An apparel industrial park is also being set up in Iran. The industrial park will come up near Imam Khomeini International Airport in Tehran and will be spread over an area of 190 hectares. It will be extendable to 300 hectares.
The first phase of the park has already been designed and the development has started for the second phase. It will have around 300 apparel manufacturing units in addition to other service providers like hotels, design centres and training institutes. The park would have attracted foreign investment and participation. But many foreign companies have now left Iran. Investors from countries like China, Italy, Turkey and South Korea had shown their interest in the ongoing project.
The park and other textile infrastructure are much needed now, but further funds to complete the projects may be hard to come by. Meanwhile, the industry will again be faced with higher import costs for raw materials, through third countries like Dubai. Currently, Iran is heavily dependent on imports of textile raw materials especially manmade fibre textiles and cellulose fibres.
With foreign exchange being a constraint for imports, the government has made substantial investments in setting up production facilities for synthetic fibres. Of course, Iran will trade in local currencies for its requirements, and with past experience of economic sanctions, supply chain networks are already in place.

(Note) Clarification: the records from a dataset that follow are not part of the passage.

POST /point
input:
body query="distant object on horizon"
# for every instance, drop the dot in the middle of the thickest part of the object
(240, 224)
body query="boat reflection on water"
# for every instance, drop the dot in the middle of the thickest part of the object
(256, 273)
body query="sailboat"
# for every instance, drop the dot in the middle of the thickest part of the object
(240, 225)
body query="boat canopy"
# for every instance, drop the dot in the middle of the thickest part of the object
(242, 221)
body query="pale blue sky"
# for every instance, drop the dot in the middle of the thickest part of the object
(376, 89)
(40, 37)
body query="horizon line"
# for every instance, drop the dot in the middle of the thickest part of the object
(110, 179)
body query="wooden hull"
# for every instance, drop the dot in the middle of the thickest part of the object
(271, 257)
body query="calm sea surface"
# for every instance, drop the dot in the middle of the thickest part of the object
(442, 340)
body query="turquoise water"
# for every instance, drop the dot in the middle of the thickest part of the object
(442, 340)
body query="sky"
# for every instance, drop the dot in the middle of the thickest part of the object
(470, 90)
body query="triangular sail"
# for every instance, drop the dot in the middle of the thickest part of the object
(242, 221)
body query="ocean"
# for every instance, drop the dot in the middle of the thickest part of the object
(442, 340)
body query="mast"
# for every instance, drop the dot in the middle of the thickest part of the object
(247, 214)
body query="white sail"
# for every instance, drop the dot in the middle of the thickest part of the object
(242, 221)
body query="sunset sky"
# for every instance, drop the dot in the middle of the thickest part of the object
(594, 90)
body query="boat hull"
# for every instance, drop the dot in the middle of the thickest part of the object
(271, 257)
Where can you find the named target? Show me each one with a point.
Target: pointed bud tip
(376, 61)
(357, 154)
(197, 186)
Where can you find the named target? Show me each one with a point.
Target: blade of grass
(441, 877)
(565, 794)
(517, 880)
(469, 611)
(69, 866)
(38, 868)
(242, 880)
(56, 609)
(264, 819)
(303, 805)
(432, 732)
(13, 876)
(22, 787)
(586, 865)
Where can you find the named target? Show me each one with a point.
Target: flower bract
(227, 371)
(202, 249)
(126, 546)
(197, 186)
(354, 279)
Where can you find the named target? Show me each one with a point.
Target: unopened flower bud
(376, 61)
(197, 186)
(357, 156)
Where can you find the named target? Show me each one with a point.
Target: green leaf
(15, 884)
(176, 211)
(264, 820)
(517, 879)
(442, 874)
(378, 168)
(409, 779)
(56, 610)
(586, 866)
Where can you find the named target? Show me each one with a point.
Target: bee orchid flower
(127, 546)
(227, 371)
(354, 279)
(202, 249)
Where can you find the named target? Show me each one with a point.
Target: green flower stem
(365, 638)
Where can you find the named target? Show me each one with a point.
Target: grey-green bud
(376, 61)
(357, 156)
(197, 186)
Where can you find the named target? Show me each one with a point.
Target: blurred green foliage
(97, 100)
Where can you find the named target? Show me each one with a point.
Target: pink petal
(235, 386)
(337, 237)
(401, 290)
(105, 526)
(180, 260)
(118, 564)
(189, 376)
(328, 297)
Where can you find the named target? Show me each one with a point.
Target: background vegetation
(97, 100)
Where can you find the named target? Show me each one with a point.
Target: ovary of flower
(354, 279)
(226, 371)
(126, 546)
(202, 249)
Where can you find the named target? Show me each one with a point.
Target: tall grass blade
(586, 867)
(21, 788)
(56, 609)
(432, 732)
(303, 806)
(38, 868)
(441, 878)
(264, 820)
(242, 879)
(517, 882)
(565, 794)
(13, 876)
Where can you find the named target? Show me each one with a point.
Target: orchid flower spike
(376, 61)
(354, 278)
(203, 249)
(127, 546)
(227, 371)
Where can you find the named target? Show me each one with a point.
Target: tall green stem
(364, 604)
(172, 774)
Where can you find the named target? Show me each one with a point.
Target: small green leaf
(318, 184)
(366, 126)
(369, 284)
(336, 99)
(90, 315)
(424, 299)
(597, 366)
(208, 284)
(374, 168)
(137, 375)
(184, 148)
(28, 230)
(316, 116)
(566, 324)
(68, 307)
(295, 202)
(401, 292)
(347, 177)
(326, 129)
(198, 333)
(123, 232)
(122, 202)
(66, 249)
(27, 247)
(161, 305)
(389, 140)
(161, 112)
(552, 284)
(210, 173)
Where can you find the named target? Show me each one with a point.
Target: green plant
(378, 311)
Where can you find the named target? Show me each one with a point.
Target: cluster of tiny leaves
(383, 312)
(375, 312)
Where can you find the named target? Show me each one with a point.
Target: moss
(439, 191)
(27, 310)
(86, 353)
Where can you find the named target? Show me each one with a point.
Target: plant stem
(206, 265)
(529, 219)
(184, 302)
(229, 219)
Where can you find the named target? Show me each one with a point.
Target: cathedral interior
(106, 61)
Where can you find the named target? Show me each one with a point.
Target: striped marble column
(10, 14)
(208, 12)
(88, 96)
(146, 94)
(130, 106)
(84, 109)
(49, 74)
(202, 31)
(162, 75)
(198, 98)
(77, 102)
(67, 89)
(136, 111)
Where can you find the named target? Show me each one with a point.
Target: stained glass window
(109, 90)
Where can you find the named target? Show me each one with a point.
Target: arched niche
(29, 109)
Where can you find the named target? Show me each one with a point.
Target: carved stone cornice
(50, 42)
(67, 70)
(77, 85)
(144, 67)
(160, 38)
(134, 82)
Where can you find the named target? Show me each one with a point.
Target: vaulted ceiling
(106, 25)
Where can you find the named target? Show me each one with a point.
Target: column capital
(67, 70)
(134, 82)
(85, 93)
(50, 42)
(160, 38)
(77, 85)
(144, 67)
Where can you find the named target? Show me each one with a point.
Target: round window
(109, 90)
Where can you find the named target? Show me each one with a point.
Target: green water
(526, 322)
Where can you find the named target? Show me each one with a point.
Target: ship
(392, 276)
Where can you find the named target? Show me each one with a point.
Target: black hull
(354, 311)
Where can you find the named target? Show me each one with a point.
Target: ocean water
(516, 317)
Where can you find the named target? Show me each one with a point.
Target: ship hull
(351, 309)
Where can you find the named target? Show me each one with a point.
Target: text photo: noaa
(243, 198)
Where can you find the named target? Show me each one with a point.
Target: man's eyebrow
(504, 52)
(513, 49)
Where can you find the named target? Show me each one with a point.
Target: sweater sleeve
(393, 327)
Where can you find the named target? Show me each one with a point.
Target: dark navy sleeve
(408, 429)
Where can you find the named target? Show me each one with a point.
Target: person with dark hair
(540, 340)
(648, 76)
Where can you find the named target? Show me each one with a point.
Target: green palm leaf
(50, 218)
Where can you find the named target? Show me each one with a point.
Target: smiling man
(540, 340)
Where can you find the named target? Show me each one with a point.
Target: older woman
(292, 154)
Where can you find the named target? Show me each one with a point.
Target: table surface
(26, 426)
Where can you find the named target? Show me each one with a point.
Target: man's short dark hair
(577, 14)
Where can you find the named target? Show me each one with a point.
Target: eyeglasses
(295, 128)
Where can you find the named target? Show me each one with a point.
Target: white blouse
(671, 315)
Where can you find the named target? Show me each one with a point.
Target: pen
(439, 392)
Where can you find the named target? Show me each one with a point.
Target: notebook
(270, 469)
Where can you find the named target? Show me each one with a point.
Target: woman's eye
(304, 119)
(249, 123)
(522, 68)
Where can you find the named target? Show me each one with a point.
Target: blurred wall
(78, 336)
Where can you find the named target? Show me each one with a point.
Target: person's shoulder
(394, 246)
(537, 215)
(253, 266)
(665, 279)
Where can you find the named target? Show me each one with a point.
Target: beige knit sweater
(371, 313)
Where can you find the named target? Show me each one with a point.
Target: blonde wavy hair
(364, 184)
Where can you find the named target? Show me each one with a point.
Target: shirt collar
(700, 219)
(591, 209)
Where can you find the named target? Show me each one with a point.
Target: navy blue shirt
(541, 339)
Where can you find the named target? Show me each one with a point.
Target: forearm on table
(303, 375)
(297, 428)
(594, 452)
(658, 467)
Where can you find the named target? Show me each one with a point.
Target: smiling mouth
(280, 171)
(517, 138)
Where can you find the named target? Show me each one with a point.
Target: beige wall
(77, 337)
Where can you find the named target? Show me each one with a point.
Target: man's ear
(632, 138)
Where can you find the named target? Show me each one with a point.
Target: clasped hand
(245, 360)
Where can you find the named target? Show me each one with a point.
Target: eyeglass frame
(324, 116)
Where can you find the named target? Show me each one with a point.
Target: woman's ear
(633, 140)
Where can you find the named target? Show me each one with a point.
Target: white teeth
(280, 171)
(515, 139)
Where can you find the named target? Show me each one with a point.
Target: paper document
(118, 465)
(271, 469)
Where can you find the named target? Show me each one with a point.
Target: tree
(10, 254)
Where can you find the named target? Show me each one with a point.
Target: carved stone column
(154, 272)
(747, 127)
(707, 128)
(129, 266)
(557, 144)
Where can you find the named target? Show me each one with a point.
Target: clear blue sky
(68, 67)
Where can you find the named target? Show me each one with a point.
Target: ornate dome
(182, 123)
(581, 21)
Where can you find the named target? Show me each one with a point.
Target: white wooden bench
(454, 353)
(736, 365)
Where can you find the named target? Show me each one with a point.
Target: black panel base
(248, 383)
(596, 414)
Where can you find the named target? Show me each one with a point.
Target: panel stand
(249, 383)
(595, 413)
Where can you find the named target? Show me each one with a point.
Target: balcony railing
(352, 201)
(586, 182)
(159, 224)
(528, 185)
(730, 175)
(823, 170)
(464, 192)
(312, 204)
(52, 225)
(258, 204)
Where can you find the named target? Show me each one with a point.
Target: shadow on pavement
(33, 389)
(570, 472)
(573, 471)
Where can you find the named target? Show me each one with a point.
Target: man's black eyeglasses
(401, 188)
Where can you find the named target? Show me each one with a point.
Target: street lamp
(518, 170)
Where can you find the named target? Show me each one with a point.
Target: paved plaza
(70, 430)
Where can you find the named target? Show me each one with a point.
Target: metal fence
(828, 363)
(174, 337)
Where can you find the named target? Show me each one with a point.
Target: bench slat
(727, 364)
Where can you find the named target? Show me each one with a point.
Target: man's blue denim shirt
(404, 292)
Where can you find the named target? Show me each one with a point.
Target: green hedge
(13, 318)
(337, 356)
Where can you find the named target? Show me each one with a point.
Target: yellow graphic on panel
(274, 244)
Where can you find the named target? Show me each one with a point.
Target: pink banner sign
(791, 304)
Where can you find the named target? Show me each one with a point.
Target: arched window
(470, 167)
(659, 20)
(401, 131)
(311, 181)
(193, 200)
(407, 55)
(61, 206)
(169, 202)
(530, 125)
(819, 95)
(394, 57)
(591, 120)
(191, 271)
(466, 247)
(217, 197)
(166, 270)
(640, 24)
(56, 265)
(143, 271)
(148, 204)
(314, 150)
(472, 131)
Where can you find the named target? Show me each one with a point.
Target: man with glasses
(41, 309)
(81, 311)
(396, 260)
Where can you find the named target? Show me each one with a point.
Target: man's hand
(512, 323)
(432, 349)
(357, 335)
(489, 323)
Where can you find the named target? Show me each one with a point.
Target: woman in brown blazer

More than ever, for Iran, moving east is a sustainable plan. As we had mentioned earlier, current US policies will push countries to move supply chains to the world’s larger markets – China, India, Russia.
And once again, this brings China’s Belt And Road Initiative (BRI) into focus, more so as China, to needs this infrastructure urgently to ensure economic development, regional integration and economic and political stability.
In the current situation, China’s RMB will be further internationalized, Chinese investors will move in where European and US companies vacate oil space in Iran. Tehran’s shops are already flooded with Chinese products and its streets clogged with Chinese cars. For China, Iran is at the crossroads for Central Asia, the Middle East and Europe. Iran is at the centre of everything, says Chinese businessman Zuoru Lin, who has set up factories along what will be a key part of the One Belt, One Road trade route.
Lin established his factories along what will be a key part of the trade route – a 575-mile electrified rail line linking Tehran and Mashhad, financed with a US$ 1.6 billion loan from China. When completed and attached to the wider network, the new line will enable Lin to export his goods as far as northern Europe, Poland and Russia, at much less cost than today.
“I am expecting a 50% increase in revenue,” Lin said. In a 2016 test, China and Iran drove a train from the port of Shanghai in eastern China to Tehran in just 12 days, a journey that takes 30 days by sea. When the new line is opened in 2021, it is expected to accommodate electric trains at speeds up to 125 miles an hour.